Finnews.id – Polda Metro Jaya resmi menetapkan 8 tersangka dalam kasus tuduhan ijazah palsu yang dilaporkan Presiden ke-7 RI, Joko Widodo (Jokowi). Penetapan tersangka didukung pemeriksaan dokumen asli dari Universitas Gajah Mada (UGM) dan uji forensik digital serta analog oleh Puslabfor Polri.
Kapolda Metro Jaya, Irjen Asep Edi Suheri, menyampaikan keterangan dalam konferensi pers di Mapolda Metro Jaya, Jakarta Selatan, Jumat 7 November 2025. Ia menyebut penyidik telah memeriksa 130 saksi dan 22 ahli dari berbagai bidang, mulai dari pidana, ITE, sosiologi hukum, komunikasi sosial, hingga bahasa.
“Ahli yang dilibatkan memberikan keterangan sebagai saksi ahli,” kata Asep, menegaskan bahwa proses penyidikan berlangsung komprehensif dan ilmiah. Selain itu, penyidik juga menggandeng Dewan Pers, Keterbukaan Informasi Pusat, Dirjen Peraturan dan Perundang-undangan Kemenkumham, serta berbagai praktisi digital forensik.
Dari penyitaan 723 item barang bukti, termasuk dokumen asli dari UGM, ditemukan bahwa ijazah Jokowi asli dan sah.
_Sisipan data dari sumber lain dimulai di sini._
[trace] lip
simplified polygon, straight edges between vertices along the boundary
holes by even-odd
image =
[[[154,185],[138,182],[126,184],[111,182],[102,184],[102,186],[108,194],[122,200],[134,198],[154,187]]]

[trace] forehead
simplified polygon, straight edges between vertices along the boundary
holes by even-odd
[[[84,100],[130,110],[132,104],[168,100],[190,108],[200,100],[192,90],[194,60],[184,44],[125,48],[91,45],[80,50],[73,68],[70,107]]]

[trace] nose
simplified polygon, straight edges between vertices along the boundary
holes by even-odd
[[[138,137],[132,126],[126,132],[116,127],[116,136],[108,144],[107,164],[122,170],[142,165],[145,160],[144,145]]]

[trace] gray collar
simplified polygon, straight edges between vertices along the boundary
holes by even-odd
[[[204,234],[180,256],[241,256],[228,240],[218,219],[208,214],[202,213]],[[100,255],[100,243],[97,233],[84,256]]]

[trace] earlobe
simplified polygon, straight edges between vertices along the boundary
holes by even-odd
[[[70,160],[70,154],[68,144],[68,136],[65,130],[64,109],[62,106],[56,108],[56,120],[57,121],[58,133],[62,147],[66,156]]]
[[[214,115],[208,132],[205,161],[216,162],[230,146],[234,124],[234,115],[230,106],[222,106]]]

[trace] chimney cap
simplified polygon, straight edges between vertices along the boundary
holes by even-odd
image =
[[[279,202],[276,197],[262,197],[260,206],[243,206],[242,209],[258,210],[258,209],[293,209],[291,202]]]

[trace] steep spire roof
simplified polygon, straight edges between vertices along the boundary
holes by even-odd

Temuan ini diperkuat oleh hasil uji Puslabfor Polri yang mencakup aspek analog maupun digital.
“Berdasarkan temuan tersebut, para tersangka menyebarkan tuduhan palsu dan melakukan editing serta manipulasi digital terhadap dokumen ijazah dengan metode tidak ilmiah,” lanjut Kapolda.
Penetapan tersangka melalui proses asistensi dan gelar perkara yang melibatkan internal dan eksternal, termasuk Itwasda, Wasidik, Propam, dan Bidkum. 8 tersangka dibagi dalam dua klaster:
Klaster pertama (5 orang): ES, KTR, MRF, RE, DHL; dijerat dengan Pasal 310 dan/atau 311 dan/atau 160 KUHP serta Pasal 27A juncto Pasal 45 Ayat 4 dan/atau Pasal 28 Ayat 2 juncto Pasal 45A Ayat 2 UU ITE.
Klaster kedua (3 orang): RS, RHS, TT.
Kasus ini bermula dari laporan Jokowi terkait dugaan fitnah dan penyebaran informasi palsu mengenai ijazahnya. Laporan mencakup Pasal 310 dan 311 KUHP serta Pasal 27A, 32, dan 35 UU ITE.
Kapolda menekankan bahwa proses ini menegaskan prinsip keadilan berbasis bukti, sekaligus memberikan kepastian hukum terkait ijazah Presiden. Penegasan keaslian dokumen melalui UGM dan Puslabfor diharapkan menekan penyebaran informasi palsu di masyarakat.